A recipient can deduct, on line 221 of their income tax and benefits return, legal fees incurred to:
– collect late support payments;…
– establish the amount of support payments from their current or former spouse or common-law partner;
– establish the amount of support payments from the legal parent of their child (who is not their current or former spouse or common-law partner) where the support is payable under the terms of a court order; or
– try to get an increase in support payments.
A recipient can also deduct, on line 232 of their income tax and benefit return, legal fees incurred to try to make child support payments non taxable.
A recipient cannot claim legal fees incurred to:
– get a separation or divorce; or
– establish, negotiate, or contest the amount of support payments; or
– establish child custody or visitation rights.
Legal fees paid to collect a lump-sum payment, which does not qualify as a support payment are not deductible
When you file your income tax and benefit return, do not send any documents.

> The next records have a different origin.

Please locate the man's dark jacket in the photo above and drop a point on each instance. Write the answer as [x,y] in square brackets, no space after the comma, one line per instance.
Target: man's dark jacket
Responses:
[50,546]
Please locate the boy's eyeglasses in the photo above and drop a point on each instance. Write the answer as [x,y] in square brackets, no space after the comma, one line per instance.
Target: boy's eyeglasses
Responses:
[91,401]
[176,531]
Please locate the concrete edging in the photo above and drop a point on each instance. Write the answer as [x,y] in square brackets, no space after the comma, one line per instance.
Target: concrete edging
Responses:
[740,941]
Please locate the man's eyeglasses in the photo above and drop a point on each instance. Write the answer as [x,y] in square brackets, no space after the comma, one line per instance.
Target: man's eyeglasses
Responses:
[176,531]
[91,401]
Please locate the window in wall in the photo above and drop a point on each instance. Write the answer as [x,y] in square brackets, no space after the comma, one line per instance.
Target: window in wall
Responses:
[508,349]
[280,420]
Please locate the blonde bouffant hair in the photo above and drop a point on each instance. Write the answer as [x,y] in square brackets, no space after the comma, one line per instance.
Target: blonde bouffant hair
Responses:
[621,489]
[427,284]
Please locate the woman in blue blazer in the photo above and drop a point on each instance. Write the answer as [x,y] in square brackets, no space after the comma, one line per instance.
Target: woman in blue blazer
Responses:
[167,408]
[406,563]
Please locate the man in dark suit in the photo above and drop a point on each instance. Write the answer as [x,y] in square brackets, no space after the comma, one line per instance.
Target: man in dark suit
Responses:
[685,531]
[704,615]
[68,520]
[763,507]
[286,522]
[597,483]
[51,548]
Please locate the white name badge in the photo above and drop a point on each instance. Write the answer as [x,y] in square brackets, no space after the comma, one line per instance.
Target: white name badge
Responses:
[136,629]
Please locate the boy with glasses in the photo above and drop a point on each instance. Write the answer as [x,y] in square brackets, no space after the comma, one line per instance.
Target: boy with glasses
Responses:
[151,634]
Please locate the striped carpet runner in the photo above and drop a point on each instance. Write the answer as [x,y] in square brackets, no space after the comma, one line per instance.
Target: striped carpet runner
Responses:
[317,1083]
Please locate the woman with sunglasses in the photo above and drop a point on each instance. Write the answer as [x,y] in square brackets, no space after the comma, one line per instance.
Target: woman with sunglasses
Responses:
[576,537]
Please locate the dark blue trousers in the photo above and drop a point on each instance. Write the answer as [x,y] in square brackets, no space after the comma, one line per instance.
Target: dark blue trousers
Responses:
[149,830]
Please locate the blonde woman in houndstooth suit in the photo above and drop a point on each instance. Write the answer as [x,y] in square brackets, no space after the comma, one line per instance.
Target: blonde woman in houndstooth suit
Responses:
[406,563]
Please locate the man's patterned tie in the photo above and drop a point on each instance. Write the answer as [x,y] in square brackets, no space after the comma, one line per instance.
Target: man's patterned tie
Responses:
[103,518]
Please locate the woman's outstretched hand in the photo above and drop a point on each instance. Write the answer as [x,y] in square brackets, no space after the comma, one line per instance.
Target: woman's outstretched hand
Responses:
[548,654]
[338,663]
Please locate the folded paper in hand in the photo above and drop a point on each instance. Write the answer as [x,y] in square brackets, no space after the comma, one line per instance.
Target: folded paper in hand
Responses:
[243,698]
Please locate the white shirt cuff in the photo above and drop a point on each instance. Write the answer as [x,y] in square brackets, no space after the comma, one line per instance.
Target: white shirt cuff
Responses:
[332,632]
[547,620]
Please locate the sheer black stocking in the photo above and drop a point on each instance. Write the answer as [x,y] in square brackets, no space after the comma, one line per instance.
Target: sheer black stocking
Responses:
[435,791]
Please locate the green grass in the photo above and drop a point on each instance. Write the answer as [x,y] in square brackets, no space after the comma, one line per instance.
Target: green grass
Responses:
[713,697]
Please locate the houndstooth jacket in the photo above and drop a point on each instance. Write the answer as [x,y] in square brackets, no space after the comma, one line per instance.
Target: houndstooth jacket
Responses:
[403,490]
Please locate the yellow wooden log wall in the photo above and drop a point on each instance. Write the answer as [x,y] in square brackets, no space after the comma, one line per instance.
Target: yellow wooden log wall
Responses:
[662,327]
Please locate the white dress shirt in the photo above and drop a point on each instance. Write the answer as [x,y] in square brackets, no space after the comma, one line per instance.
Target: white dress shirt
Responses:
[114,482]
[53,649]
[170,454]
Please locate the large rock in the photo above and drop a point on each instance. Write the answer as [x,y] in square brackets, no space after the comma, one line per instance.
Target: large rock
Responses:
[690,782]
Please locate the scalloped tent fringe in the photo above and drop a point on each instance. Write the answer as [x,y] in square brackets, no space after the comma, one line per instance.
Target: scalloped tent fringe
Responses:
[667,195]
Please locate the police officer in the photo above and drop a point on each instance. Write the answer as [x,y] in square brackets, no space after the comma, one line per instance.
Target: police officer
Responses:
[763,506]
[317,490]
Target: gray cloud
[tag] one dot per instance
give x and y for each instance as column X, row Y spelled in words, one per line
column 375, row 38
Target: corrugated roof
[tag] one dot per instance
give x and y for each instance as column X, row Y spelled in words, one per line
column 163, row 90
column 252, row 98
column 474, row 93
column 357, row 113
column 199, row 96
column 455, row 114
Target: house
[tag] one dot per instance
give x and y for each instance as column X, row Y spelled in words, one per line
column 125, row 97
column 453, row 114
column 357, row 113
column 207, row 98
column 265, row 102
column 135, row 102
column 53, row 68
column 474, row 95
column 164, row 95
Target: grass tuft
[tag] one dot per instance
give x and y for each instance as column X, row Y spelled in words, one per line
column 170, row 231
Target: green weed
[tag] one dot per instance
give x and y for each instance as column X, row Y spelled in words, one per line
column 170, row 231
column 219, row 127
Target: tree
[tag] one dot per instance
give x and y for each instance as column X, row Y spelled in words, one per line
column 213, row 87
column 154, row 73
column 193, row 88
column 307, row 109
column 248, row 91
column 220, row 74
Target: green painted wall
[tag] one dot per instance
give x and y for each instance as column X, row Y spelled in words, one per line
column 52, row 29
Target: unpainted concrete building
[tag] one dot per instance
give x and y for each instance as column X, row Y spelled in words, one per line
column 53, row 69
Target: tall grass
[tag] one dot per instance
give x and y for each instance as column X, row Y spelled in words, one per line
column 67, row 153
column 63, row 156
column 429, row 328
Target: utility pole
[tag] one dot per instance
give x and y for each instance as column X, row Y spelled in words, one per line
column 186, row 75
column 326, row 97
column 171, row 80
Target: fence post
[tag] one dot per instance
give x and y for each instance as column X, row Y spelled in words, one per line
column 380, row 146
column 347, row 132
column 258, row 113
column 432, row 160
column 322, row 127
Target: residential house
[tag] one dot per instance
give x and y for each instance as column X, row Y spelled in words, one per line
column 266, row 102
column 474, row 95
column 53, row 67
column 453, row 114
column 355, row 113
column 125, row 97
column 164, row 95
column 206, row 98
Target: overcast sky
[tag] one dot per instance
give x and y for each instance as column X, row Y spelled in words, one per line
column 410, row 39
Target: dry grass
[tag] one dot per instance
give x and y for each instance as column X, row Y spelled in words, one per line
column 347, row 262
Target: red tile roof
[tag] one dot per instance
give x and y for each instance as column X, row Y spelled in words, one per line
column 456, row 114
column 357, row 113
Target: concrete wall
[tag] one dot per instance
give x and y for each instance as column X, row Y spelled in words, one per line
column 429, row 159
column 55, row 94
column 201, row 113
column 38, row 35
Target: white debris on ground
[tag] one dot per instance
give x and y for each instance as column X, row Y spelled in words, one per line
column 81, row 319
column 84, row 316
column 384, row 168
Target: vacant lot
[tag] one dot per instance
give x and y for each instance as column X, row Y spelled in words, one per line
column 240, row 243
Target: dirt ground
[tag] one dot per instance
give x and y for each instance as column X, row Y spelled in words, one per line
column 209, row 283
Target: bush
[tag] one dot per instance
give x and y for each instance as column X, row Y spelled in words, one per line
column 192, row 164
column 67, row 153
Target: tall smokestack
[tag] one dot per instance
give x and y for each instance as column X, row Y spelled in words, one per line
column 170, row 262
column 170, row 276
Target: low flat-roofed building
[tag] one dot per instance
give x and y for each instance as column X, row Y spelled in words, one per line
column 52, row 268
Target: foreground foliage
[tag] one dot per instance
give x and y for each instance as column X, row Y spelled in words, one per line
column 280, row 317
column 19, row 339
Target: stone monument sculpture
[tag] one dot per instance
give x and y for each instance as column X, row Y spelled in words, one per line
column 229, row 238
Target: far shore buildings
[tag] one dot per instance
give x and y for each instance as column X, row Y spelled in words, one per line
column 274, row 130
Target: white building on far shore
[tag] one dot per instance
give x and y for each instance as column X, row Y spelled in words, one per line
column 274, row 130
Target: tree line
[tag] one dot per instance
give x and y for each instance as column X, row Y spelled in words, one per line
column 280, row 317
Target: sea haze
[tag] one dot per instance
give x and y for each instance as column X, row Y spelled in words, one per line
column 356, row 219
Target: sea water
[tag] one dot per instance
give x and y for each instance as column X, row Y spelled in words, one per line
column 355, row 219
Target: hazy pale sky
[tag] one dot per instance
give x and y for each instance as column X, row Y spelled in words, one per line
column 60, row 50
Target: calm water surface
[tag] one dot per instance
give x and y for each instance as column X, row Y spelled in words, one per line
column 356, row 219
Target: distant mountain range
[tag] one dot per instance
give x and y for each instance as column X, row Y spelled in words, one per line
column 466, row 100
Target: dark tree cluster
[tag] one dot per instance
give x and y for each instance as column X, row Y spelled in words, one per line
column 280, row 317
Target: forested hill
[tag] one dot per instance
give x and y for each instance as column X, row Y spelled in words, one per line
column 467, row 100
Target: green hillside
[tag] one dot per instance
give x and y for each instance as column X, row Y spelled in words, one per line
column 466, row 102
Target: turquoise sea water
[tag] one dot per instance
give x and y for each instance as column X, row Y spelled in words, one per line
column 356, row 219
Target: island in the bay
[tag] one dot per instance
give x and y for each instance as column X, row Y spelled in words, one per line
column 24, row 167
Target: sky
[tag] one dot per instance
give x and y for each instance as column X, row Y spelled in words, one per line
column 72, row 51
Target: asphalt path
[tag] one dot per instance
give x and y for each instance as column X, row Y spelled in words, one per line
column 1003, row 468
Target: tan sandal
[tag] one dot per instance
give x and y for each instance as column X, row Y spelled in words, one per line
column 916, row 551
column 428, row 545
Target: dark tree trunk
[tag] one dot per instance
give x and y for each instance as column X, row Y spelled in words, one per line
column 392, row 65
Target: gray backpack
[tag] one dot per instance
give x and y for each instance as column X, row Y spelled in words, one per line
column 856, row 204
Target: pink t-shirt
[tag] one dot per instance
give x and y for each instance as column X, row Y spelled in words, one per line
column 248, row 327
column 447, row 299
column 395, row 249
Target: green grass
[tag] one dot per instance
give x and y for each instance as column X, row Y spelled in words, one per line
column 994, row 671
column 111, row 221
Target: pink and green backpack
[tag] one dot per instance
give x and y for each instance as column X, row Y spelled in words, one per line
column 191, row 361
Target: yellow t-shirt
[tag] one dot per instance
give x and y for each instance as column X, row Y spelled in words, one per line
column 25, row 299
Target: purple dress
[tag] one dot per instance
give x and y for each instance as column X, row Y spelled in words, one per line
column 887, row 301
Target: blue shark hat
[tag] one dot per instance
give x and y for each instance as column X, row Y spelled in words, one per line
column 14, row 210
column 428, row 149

Keep them in case we ask to see them.
However, if we ask for receipts, acceptable receipts must indicate your name, the date of payment, and the amount you paid.
Any of the following receipts may be accepted to support your claim:
- cancelled cheques or cheque images (you must submit legible photocopies of both sides of the cheque);
- bank and employer statements if they indicate a transfer of funds from the payer’s account or paycheque to either the recipient’s account or to a provincial agency and the amounts are equal or less than the amounts specified in the court order or written agreement;
- statement or letter from the maintenance enforcement program (for example, provincial agency) supporting the actual amount of support paid under the court order or written agreement; or
- signed receipts from the recipient showing the total amount paid in the year.